Si l’intérêt pour les dispositifs enjoint de décrire leurs assemblages hétérogènes et de mettre au jour les dépendances réciproques qui lient les différents instruments dont ils sont composés, il s’agit aussi de repérer les rapports que les individus entretiennent à ces éléments et la manière dont ils font sens pour eux et règlent leurs relations avec les dispositifs. 

*

Pour conclure, je souhaiterais rappeler que les pratiques ne peuvent être pleinement explicites que sous les conditions des dispositions et que celles-ci ne s’actualisent que sous les conditions d’un commerce avec l’assemblage d’appuis dispositionnels et conventionnels qui est au principe de tout dispositif.
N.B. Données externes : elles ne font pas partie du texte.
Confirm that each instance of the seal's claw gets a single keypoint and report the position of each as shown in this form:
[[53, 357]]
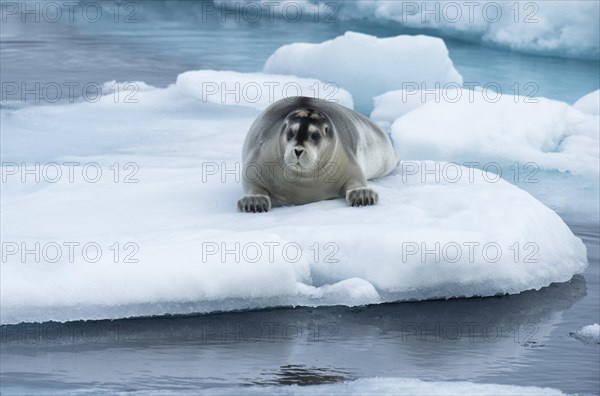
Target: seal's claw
[[362, 196], [254, 204]]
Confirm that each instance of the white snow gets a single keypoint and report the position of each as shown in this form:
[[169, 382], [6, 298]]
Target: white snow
[[433, 234], [257, 90], [559, 28], [589, 103], [548, 147], [366, 65], [397, 386], [590, 333]]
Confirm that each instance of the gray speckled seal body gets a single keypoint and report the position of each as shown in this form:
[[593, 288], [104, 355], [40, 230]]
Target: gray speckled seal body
[[301, 150]]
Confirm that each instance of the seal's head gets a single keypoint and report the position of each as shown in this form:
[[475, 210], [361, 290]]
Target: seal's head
[[306, 139]]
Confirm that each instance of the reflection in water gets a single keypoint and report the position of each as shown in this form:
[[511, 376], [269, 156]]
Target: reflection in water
[[458, 339], [299, 374]]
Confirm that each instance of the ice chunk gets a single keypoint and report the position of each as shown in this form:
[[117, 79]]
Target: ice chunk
[[366, 65], [590, 333], [590, 103], [537, 143], [256, 90]]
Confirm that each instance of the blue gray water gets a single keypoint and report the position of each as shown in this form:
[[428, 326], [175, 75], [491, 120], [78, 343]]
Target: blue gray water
[[522, 339]]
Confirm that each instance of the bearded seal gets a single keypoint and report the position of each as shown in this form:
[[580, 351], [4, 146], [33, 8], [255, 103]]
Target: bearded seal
[[301, 150]]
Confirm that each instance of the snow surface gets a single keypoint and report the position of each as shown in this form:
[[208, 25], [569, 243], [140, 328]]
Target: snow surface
[[397, 386], [590, 333], [589, 103], [548, 147], [366, 65], [558, 28], [433, 234]]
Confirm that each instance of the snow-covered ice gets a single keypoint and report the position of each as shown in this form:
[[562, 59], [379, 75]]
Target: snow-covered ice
[[546, 146], [257, 90], [444, 233], [368, 66]]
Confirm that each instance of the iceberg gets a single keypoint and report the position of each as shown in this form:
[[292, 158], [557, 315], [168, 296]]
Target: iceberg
[[384, 64], [113, 209], [558, 28]]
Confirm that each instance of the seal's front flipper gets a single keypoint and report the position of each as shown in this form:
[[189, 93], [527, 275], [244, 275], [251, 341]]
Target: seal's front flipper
[[361, 196], [254, 203]]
Sauf à tomber dans une forme de déterminisme, il est donc utile de ne pas considérer l’engagement dans l’action comme répondant à des causalités impératives, que celles-ci soient de nature dispositionnelle, contextuelle ou praxique. Et s’il est pertinent « de savoir, je cite là Bernard Lahire, d’une part, quel est le degré de contrainte exercé par le contexte sur l’action des individus et, d’autre part, quel est le degré de force ou de puissance de leurs dispositions incorporées » (Lahire, 2018 : 443), il est également important de considérer comment et sous quelles conditions de dispositif cette rencontre s’organise, se déploie dans la pratique et réforme ou fixe les appuis dispositionnels et conventionnels qui se trouvent à son principe. Or comme nous l’avons déjà souligné, du côté des dispositions, le social relève d’une grande variété de manières d’être au monde se référant à différentes structures sociales ; et du côté des dispositifs, l’instrumentalité épouse des formes hétérogènes (normes, règles, éléments de langage, individus, artefacts sociotechniques, etc.) qui se combinent dans des agencements situés, singuliers, plus ou moins institutionnalisés – d’où la difficulté de définir, comme dans le cas d’un champ ou d’un contexte, « ce qui en fait partie et ce qui n’en fait pas partie » (Bourdieu, 2015 : 484). 

L’attention aux dispositifs incite précisément à être vigilant à la diversité des situations pratiques de mise en relation des sujets sociaux porteurs de dispositions avec les différents appuis des structures et institutions sociales qui peuvent être des outils manipulables (e.g. un logiciel), des cadres d’action (e.g. une procédure) et, le plus souvent une configuration instrumentale hybride à laquelle se mêle des personnes (et ainsi former un dispositif). Autrement dit, il s’agit de considérer à parts égales, dans leur historicité et dans leurs relations, les structures incorporées (dispositions), les structures contextuelles (dispositifs) et les structures de l’action (interactions et pratiques). De fait, concrètement, le chercheur en sciences sociales ne peut se saisir d’un dispositif que par le biais de l’observation des interactions et pratiques qui s’y déroulent. Elles constituent pour lui les prises concrètes par le biais desquelles il va pouvoir identifier, pas à pas, les objets et les structures qui cadrent la pratique et définissent un espace social particulier de relations objectives irréductibles aux interactions et aux pratiques qui s’y déroulent. 

La dialectique dispositions/dispositifs invite à produire des appareils d’enquête qui s’appuient donc sur des relevés de pratiques observables, mais mis en regard de relevés de dispositions qui, elles, ne le sont pas. Il s’agit ainsi de conjoindre deux régimes d’analyse qui, pour l’un, fait plutôt la part belle à la détermination antéprédicative, aux structures et aux schèmes d’action, et, pour l’autre, à la contingence prédicative, à l’agency et aux interactions. C’est à ces conditions que le dispositionnalisme composite peut se donner les moyens pratiques de penser les manières dont les rapports au monde et aux personnes passent aussi par des rapports aux choses, et, ainsi, expliquer et comprendre la pluralité des logiques sociotechniques d’action.